Asintió valerosa y me ayudó a forzar a su hermano a que nos llevara a su antigua oficina. Yo empujaba la camilla de Louisa detrás de ellos. Seguía viva; respiraba con resuello entrecortado y breve.

Cuando estuvimos dentro con la puerta cerrada con llave trasladé a Louisa a la salita de reconocimiento contigua a la oficina. Con las briznas de fuerzas que aún tenía corrí la pesada mesa metálica contra la puerta. Me desplomé en el suelo y tiré del teléfono hacia mí.

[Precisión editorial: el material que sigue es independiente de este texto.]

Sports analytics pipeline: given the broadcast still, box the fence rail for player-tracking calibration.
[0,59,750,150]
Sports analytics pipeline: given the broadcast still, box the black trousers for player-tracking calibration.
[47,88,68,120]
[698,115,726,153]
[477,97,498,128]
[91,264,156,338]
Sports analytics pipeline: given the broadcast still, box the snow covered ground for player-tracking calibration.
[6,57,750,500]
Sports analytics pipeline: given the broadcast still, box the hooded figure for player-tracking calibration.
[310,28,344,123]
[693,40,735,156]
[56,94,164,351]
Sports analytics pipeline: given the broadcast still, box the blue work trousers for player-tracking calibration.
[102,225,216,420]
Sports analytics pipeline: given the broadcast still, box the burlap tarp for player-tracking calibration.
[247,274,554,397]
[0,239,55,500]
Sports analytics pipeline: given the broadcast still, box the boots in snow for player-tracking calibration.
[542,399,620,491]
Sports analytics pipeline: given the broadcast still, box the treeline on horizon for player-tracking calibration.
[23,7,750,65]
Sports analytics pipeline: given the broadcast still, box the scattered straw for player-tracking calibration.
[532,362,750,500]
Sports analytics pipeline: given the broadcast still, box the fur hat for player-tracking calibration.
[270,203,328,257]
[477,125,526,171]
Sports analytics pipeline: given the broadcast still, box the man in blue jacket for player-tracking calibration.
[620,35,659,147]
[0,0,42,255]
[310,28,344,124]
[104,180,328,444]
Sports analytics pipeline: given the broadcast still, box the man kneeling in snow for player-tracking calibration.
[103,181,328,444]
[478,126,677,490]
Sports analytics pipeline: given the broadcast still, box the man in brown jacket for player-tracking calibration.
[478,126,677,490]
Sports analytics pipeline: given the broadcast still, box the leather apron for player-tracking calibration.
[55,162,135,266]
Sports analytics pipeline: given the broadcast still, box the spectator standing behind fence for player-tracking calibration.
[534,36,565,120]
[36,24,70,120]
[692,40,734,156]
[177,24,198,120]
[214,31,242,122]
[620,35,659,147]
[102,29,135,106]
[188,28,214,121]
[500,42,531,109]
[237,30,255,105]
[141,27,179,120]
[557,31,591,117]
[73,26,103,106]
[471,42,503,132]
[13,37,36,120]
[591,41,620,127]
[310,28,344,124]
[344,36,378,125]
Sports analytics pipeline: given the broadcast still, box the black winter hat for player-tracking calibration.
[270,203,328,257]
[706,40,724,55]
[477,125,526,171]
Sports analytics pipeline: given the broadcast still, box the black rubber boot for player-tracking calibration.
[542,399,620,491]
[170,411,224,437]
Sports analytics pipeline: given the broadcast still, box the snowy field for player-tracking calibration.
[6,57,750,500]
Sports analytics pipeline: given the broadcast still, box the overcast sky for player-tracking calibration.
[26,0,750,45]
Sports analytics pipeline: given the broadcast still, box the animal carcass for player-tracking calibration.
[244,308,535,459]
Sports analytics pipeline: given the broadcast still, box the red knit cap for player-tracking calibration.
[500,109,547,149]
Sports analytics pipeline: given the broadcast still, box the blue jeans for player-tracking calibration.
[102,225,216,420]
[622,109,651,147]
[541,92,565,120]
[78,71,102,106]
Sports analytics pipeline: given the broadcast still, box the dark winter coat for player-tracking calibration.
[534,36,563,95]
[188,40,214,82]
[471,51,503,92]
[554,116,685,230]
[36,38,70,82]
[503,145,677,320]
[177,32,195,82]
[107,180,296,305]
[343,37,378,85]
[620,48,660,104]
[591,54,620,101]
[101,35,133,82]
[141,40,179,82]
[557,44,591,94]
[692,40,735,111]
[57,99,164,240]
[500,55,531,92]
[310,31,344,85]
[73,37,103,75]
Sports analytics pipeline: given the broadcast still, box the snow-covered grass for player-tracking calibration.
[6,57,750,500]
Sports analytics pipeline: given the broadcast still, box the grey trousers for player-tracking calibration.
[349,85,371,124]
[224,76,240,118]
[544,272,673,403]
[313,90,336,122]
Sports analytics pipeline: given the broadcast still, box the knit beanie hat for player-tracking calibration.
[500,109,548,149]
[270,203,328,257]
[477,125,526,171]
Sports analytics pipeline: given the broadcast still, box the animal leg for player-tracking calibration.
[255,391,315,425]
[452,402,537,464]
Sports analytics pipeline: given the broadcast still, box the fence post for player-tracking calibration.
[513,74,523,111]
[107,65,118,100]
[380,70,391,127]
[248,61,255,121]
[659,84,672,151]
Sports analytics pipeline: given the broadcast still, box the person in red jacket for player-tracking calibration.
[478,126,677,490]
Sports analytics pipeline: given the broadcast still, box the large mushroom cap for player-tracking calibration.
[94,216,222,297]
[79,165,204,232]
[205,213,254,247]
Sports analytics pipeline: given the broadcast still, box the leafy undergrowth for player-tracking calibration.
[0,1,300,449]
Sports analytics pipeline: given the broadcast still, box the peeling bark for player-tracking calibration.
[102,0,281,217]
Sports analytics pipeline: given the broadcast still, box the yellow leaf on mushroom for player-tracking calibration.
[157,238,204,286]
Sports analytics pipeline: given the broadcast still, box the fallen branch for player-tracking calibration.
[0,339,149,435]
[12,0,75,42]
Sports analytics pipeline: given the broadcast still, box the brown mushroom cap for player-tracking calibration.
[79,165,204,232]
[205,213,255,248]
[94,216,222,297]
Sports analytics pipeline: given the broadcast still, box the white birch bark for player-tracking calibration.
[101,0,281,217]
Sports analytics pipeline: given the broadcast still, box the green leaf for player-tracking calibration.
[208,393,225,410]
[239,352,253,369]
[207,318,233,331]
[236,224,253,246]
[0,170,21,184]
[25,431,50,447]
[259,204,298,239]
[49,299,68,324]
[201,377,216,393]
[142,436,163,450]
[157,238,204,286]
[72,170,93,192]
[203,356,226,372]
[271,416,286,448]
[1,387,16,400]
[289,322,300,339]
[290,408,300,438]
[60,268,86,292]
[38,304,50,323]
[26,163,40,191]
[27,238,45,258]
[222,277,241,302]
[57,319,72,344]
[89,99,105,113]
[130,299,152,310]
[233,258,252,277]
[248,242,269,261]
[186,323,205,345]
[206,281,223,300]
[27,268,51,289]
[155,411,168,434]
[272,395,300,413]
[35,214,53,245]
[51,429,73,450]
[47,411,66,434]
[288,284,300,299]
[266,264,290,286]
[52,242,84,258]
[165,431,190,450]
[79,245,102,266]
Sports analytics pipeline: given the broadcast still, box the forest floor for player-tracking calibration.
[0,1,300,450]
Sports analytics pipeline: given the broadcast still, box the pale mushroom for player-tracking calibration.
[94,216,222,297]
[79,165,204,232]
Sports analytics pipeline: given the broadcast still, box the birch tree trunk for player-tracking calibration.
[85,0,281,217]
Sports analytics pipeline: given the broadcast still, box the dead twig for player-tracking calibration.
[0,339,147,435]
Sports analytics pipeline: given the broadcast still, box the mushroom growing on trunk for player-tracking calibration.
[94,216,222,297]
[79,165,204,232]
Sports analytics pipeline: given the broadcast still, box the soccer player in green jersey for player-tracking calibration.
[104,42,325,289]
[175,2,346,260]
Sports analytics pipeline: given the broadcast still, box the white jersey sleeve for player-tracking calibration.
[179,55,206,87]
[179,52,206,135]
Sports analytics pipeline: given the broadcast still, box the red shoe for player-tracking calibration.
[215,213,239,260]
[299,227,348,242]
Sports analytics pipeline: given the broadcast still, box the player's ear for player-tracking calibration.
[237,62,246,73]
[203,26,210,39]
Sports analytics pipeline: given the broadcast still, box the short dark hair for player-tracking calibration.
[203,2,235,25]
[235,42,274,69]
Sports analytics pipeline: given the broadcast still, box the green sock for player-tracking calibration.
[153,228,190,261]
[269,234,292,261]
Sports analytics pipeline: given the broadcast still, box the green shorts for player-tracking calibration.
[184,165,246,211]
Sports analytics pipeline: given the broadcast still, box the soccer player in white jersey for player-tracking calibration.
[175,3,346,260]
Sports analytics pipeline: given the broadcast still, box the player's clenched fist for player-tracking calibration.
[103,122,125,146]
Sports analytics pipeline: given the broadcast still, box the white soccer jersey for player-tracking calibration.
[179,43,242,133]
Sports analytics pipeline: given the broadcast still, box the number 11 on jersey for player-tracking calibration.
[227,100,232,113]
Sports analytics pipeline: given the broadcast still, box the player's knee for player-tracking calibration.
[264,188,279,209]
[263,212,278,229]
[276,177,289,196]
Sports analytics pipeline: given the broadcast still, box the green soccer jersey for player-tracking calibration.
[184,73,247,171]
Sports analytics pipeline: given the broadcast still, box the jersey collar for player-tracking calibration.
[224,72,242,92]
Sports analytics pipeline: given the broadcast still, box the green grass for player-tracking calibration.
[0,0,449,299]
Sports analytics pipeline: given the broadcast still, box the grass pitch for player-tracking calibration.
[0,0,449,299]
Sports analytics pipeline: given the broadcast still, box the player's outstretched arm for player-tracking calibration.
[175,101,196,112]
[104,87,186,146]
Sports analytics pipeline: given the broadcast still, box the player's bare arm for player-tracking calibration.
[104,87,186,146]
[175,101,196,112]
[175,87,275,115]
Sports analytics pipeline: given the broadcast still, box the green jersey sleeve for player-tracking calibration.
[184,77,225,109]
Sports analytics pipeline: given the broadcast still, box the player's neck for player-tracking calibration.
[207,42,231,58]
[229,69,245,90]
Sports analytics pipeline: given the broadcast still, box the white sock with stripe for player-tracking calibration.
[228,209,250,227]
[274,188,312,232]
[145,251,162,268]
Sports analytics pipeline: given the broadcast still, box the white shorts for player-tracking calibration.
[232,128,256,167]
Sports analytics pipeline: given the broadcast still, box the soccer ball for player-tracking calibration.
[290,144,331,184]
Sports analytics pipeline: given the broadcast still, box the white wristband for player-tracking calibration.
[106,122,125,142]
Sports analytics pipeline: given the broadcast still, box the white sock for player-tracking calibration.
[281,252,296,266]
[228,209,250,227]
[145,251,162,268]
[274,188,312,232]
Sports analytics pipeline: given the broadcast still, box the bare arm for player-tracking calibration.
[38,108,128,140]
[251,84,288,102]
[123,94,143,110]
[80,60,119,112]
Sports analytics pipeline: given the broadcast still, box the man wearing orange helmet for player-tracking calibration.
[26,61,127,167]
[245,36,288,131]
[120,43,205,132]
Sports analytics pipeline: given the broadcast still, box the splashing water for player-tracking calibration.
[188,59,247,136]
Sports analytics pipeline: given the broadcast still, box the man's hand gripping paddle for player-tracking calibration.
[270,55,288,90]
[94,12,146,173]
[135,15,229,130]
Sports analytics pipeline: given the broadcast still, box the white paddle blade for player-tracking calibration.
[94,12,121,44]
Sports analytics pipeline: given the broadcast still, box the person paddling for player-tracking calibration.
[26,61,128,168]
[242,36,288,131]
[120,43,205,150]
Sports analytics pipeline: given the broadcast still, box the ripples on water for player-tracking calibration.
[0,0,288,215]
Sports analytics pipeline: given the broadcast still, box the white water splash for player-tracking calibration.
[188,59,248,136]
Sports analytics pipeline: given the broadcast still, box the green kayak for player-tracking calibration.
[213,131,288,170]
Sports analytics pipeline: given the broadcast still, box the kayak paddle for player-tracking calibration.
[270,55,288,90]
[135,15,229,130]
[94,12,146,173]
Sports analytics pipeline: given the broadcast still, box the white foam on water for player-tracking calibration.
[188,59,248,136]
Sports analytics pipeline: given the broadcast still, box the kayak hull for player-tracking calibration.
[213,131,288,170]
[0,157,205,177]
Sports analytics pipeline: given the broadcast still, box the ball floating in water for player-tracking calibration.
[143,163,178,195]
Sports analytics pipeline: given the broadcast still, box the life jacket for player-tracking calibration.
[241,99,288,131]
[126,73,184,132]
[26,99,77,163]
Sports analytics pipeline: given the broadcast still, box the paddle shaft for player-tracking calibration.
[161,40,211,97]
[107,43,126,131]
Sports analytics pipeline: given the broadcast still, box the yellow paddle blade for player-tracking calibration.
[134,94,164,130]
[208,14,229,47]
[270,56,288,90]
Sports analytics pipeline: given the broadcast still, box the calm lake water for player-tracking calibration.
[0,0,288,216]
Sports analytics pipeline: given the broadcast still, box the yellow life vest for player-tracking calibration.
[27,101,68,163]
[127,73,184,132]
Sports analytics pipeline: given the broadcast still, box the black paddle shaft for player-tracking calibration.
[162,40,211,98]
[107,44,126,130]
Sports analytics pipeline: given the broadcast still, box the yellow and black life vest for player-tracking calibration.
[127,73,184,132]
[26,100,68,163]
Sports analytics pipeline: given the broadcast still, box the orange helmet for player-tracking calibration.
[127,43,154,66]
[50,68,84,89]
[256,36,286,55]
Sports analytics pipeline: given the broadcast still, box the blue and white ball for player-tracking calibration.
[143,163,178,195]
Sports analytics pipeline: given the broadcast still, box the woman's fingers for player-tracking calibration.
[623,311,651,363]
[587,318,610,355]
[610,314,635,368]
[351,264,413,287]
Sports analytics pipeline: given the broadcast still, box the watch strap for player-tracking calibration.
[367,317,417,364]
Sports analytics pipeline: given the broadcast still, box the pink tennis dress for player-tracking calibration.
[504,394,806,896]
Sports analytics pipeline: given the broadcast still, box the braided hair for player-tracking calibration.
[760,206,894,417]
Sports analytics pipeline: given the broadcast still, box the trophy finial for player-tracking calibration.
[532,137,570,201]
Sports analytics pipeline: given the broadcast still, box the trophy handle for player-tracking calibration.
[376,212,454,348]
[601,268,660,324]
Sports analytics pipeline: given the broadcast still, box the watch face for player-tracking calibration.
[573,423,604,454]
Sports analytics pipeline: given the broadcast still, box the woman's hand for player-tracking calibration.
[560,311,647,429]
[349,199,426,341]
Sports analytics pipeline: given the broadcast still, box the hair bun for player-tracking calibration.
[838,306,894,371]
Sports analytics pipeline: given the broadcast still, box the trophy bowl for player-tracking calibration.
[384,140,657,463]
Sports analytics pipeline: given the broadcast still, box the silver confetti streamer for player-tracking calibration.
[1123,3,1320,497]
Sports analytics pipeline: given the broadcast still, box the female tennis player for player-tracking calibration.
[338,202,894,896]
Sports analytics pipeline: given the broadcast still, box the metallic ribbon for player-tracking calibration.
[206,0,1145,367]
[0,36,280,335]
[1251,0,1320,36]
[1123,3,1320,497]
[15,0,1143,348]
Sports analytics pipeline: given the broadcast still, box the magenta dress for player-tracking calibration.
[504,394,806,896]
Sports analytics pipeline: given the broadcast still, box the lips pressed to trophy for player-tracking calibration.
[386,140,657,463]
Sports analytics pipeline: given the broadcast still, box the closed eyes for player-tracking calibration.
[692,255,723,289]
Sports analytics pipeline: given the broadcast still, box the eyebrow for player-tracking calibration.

– ¿Bobby? Soy yo. Siento despertarte, pero necesito ayuda. Mucha ayuda, deprisa -le expliqué lo que había ocurrido todo lo claramente posible. Hice varias intentonas para que me entendiera e incluso así siguió mostrándose escéptico.

– ¡Bobby! -la voz se me quebró-. Tienes que venir. Tengo a una mujer mayor con una herida de bala y a Louisa Djiak con alguna droga horrible metida en el cuerpo, y tres matones al acecho en el exterior. Te necesito -al fin captó la angustia de mi voz. Apuntó las direcciones para llegar a la fábrica y colgó antes de que pudiera añadir nada más.

Quedé unos momentos con la cabeza entre las manos, sin otro deseo que tumbarme en el suelo y llorar. En vez de eso hice el esfuerzo de ponerme en pie, sacar el cargador medio lleno, y meter otro entero.

Chigwell había llevado a su hermana a la salita de reconocimiento para vendarle el brazo. Fui hacia allí para observar a Louisa. Mientras me encontraba a su lado, sus ojos parpadearon y se abrieron.

– ¿Gabriella? -dijo con voz cascada-. Gabriella, ya sabía que no me olvidarías en mis desgracias.